In the fall, she will start as a consultant for McKinsey and Company, the first step on the path to a planned career in public service.
For Bailhe, a Brown education is not about racking up accomplishments but rather about learning how to question — the theme she chose to focus on in her speech, entitled “I Don’t Know.”
“A lot of students joke with themselves about, you know, phe, or social constructionism,” she said. “There’s a funny cultural component to that, but I think those things are so powerful because there are so many people who don’t know how to question their world.”
Bailhe has also learned to question herself, including why she participates in activism or how to best support causes she believes in.
“Questioning those things has been, I think, Brown’s greatest adventure … but it’s also a responsibility that Brown places on all of its students,” she said.
One of Bailhe’s most formative experiences has been researching the Rhode Island prison system.

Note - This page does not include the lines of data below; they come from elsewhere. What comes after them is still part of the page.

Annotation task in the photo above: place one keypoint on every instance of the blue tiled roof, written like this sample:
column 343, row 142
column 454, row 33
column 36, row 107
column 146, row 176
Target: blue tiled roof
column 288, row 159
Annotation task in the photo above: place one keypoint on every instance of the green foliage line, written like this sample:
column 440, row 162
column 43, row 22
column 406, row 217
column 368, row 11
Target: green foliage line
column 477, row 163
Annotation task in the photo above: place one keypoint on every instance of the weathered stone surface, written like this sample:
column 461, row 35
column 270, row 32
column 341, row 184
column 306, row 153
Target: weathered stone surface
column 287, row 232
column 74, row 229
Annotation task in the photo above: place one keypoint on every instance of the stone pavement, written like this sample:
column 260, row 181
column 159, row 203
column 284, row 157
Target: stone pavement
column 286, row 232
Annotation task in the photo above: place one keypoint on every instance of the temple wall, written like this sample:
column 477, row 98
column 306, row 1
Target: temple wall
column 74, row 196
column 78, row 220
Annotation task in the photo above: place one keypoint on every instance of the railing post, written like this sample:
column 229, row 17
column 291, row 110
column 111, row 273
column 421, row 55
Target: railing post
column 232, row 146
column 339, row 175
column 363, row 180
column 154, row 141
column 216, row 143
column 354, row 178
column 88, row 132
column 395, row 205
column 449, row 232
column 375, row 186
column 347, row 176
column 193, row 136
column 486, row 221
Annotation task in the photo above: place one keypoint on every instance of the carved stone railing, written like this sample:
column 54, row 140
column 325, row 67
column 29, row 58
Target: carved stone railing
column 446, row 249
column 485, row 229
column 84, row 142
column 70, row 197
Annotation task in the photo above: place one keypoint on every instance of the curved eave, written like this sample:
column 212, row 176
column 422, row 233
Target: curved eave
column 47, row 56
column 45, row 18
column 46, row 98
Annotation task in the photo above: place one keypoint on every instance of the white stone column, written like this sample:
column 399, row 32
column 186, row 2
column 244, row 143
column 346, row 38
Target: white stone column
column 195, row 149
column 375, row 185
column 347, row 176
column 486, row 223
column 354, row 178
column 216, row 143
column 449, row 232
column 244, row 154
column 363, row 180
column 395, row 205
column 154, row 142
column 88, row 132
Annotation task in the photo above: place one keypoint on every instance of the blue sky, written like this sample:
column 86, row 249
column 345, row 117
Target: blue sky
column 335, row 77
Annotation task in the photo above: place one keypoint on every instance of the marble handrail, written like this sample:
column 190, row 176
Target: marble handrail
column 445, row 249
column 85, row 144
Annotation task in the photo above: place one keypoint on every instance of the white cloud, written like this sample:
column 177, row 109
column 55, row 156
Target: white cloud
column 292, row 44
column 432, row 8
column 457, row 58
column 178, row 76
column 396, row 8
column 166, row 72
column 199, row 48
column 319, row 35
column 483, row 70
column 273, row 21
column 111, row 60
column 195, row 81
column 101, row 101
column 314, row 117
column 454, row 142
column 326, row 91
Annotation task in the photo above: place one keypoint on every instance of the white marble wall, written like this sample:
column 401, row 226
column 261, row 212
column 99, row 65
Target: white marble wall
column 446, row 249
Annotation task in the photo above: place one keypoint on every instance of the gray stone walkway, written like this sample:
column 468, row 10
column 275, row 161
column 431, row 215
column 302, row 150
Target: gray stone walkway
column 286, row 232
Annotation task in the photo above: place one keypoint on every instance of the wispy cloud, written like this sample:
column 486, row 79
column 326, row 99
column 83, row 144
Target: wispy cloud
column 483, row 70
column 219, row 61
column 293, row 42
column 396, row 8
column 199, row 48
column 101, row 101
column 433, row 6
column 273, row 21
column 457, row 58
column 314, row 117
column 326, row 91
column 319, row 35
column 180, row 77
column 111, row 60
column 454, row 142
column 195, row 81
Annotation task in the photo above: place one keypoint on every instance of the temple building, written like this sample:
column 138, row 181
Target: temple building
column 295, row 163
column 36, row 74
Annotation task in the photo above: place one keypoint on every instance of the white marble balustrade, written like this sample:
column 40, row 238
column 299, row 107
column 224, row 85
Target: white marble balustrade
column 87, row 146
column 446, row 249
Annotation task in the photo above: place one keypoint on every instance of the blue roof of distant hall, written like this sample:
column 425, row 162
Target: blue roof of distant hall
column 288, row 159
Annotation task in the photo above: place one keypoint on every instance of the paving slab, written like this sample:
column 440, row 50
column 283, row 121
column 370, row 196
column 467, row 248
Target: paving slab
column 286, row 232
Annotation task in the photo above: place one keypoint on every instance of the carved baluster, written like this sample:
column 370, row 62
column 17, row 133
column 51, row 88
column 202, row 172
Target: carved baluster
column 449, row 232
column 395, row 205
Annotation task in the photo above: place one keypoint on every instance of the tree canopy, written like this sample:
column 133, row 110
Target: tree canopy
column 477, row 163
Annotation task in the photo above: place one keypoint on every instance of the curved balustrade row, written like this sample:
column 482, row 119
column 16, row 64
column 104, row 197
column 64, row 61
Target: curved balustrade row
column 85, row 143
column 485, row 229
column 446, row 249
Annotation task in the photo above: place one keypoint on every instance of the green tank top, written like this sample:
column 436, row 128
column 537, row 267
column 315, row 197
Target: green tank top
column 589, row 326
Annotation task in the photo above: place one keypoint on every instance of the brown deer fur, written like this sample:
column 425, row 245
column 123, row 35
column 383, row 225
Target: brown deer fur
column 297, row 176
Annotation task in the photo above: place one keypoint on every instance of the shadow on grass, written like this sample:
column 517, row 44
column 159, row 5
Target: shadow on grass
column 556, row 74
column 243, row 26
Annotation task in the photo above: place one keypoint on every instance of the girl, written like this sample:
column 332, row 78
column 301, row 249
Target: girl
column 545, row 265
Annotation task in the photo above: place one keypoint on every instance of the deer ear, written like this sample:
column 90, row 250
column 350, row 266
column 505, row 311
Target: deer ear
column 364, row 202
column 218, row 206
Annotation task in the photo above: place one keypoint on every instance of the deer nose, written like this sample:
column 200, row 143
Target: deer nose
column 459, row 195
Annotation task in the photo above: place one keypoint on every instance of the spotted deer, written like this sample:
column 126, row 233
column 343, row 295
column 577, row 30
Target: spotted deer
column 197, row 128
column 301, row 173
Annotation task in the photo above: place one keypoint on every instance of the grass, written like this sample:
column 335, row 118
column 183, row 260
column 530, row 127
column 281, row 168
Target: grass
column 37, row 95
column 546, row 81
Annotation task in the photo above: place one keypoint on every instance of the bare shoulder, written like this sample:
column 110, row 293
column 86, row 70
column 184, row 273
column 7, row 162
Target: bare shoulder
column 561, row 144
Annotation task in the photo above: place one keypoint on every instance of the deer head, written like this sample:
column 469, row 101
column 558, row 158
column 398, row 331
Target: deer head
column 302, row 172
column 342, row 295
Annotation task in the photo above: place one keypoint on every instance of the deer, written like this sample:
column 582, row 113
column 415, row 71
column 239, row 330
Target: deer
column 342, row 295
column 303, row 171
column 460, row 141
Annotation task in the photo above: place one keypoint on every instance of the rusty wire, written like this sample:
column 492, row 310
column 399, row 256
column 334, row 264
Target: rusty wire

In the spring of her sophomore year, she began working with a professor on a study of incarcerated women’s reproductive health and volunteering in the prison clinic where the professor works.
The experience laid the groundwork for her senior thesis research and transformed her goals for the future. “It was really the turning point for me to not be pre-med anymore,” Bailhe said. “Working there, I saw myself wanting to fix the problems that were not doctors’ problems.”
Activism has been another central part of Bailhe’s Brown experience. Protests are “kind of a stereotype, but I don’t think so in a bad way,” she said. “I think it’s beautiful that we’re not apathetic.”
In crafting a Commencement speech, Bailhe felt it was important to discuss campus connectedness.
“I really wrote this for the class of 2015, and I want them to feel powerful,” she said. “There are a lot of loose ends to the Brown experience and controversies that have happened over the course of our time here and hard issues that we’ve had to reflect on.”
But for Bailhe, issues that can sometimes divide also have ways of unifying people. “Those moments have built more community,” Bailhe said. “I want people to recognize how much they’ve grown and how much they have to offer, given those experiences, even if they’re not neat and tidy and they didn’t win every argument.”